Conditional counting statistics of electrons tunneling through quantum dot systems measured by a quantum point contact

TL;DR

This paper develops a new, efficient method for calculating the conditional counting statistics of electron transport in quantum dot systems monitored by a quantum point contact, revealing detailed insights into transport properties and shot noise effects.

Contribution

The authors introduce a novel, numerically stable method for conditional counting statistics applicable to complex quantum dot systems, surpassing existing techniques in stability and parameter range.

Findings

Conditional current cumulants differ significantly from unconditional ones.

QPC shot noise influences the conditional counting statistics.

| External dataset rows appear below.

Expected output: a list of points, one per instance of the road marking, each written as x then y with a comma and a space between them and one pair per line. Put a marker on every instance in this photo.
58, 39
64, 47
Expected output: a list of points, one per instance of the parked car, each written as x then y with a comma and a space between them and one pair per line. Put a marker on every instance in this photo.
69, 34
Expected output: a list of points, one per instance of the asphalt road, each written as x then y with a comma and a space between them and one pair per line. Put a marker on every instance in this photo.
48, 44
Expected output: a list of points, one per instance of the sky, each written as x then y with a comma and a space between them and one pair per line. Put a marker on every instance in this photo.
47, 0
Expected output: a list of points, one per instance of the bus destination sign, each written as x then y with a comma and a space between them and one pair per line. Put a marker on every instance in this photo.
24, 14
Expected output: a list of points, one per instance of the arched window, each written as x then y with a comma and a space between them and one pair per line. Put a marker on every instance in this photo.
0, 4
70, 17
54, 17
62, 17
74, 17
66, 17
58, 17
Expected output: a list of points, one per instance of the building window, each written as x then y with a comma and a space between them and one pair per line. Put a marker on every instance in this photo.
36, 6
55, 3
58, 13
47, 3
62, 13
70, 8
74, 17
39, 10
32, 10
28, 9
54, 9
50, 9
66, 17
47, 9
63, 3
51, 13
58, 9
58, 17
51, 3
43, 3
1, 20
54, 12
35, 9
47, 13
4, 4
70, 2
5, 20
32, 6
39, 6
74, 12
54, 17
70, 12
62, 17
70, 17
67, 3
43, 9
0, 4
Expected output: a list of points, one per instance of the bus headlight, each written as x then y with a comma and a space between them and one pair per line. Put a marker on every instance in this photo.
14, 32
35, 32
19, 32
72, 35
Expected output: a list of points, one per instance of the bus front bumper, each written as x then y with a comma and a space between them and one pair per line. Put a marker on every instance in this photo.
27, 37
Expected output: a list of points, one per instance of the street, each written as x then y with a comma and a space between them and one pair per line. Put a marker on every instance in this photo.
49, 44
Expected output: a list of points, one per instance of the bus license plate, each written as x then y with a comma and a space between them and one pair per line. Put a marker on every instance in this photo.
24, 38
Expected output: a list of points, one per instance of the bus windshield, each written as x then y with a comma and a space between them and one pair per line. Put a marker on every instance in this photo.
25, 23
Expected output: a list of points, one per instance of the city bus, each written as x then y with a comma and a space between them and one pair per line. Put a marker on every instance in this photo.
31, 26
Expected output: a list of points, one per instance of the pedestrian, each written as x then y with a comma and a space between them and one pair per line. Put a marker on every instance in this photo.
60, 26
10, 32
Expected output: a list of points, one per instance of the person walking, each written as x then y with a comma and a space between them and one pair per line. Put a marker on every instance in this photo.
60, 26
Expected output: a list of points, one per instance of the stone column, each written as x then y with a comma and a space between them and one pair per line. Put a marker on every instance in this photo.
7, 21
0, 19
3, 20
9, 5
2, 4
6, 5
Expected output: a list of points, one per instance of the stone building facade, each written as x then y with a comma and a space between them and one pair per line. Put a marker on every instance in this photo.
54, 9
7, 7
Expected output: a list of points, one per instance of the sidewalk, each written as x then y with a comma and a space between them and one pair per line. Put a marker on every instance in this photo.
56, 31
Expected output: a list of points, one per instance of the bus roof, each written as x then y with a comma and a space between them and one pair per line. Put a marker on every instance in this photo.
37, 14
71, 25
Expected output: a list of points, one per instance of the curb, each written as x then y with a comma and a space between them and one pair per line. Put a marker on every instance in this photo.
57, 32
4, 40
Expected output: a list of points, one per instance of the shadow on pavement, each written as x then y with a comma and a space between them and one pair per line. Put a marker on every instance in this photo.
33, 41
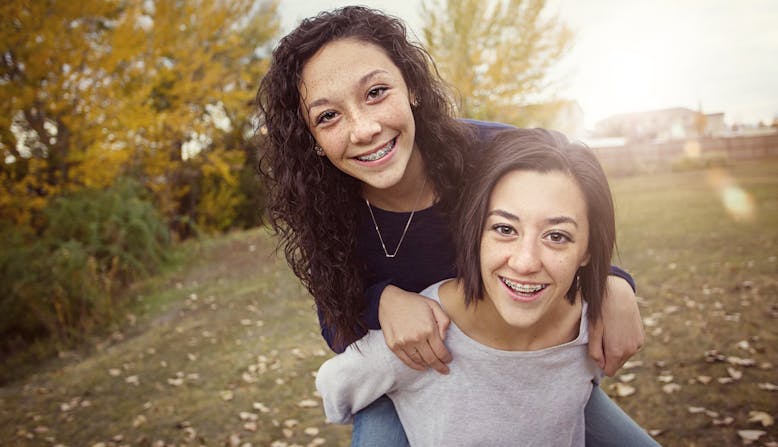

Discrepancies observed between sequential and coherent tunneling models.

Abstract

We theoretically study the conditional counting statistics of electron transport through a system consisting of a single quantum dot (SQD) or coherently coupled double quantum dots (DQD's) monitored by a nearby quantum point contact (QPC) using the generating functional approach with the maximum eigenvalue of the evolution equation matrix method, the quantum trajectory theory method (Monte Carlo method), and an efficient method we develop. The conditional current cumulants that are significantly different from their unconditional counterparts can provide additional information and insight into the electron transport properties of mesoscopic nanostructure systems. The efficient method we develop for calculating the conditional counting statistics is numerically stable, and is capable of calculating the conditional counting statistics for a more complex system than the maximum eigenvalue method and for a wider range of parameters than the quantum trajectory method. We apply our method to investigate how the QPC shot noise affects the conditional counting statistics of the SQD system, going beyond the treatment and parameter regime studied in the literature. We also investigate the case when the interdot coherent coupling is comparable to the dephasing rate caused by the back action of the QPC in the DQD system, in which there is considerable discrepancy in the calculated conditional current cumulants between the population rate (master-) equation approach of sequential tunneling and the full quantum master-equation approach of coherent tunneling.